The early arrivals were rewarded with an excellent set of beat driven electronica from Drill Folly, who displayed a love of the pile-driving 4/4 techno with some always interesting noise at the frayed edges of her compositions. Horn samples and spoken word parts all combined to create an ambiance that wouldn’t feel out of place on Kompakt Records.
As promised in advance, Nope’s performance is dedicated entirely to their nearly 30-minute track ‘Walker’, the centrepiece of their underrated album of the same name, released last year. We are treated to two drummers that never felt superfluous, which is especially true during the cymbal rains of the band’s quieter moments, providing the atmospheric accompaniment to some wandering two-necked guitar leads. The band excels in their louder moments, riding guitar hook to guitar hook, while the drums boisterously anchor the performance. With the natural delineation between sections of the song we’d be surprised if the casual observer realised it was one piece.

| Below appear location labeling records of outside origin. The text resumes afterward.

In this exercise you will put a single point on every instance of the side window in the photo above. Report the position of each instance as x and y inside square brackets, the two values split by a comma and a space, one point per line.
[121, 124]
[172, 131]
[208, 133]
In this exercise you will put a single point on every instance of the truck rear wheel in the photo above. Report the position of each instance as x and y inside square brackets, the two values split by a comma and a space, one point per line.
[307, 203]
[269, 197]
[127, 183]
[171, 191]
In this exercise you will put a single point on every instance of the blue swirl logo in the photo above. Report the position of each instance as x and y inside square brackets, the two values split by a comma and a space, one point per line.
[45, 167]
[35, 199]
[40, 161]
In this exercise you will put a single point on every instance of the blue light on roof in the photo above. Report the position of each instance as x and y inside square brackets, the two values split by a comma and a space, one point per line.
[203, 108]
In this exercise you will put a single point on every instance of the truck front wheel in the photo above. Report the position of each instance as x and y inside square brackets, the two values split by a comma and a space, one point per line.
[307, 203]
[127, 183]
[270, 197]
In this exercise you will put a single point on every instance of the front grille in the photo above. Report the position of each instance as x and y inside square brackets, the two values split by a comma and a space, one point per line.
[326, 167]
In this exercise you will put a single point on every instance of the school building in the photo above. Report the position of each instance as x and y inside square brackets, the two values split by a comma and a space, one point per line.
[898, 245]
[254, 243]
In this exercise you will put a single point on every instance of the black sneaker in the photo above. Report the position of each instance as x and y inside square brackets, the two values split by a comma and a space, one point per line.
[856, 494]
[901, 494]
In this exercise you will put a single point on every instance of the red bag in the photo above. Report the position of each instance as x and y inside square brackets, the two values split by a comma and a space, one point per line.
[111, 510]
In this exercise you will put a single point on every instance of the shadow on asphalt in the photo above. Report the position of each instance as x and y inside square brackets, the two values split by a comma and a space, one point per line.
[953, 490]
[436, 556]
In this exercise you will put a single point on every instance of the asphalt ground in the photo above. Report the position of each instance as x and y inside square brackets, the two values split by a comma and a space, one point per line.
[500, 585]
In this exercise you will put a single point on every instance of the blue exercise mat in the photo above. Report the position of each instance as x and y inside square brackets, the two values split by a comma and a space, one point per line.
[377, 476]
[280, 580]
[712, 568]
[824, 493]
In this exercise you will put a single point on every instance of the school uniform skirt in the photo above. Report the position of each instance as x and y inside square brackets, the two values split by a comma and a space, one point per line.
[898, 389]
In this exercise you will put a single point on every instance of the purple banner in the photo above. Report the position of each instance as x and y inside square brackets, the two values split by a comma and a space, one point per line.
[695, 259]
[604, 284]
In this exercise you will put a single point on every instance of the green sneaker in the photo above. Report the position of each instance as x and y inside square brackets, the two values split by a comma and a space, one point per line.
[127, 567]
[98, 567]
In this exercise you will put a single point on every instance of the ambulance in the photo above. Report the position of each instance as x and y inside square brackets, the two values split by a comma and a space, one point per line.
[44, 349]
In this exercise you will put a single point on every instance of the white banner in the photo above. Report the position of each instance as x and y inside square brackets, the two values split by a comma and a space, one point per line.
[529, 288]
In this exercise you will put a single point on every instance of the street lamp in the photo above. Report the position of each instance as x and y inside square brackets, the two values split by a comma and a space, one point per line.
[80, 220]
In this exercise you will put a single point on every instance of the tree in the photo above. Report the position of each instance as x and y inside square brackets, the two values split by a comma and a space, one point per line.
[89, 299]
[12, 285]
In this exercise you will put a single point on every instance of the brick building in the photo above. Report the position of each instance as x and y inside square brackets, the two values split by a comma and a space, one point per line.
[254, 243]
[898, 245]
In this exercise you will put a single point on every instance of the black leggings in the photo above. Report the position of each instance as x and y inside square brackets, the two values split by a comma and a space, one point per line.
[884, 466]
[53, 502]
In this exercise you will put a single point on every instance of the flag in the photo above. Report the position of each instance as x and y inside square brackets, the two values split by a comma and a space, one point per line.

Nissenenmondai’s gradual and subtle development on record has seen them slowly remove the extraneous parts of their music until they have reached a point of clean, ultra-minimal, tech-krautrock that at times feels more like a scientific experiment than a band. It’s like the world’s most austere project manager has arrived and 6-sigma’d the concept of music itself. They are so easy to admire, more disciplined and patient than the hook-up band of Mark E Smith’s dreams, their repetitions are brought to life by moments of human emotion; a hi-hat hit slightly harder, perhaps foreboding a time change to come, or a bass riff moving fractionally faster. It has the effect of making the audience uncomfortable; our brains are hard-wired to act predictively, to assist us with our everyday life, but despite the calming effect of the recurring nature of this music, every minor change acts as a jolt to the nervous system. It makes a mockery of those words synonymous with krautrock: hypnotic and enveloping, as they become tense and rejecting. They spend the entire set edging the audience towards a pressure release that never comes. A form of delayed gratification that forces you to focus on the method rather than the result.
The intellectual analysis wasn’t likely to have satisfied the glowsticks in the air crowd, while it likely felt divine to the beard strokers. As someone who has a foot in both camps, it’s hard not to feel that they haven’t lost something by filtering out the noise and occasional melody of previous work, yet they remain an utterly fascinating spectacle that is completely worthy of anyone’s time.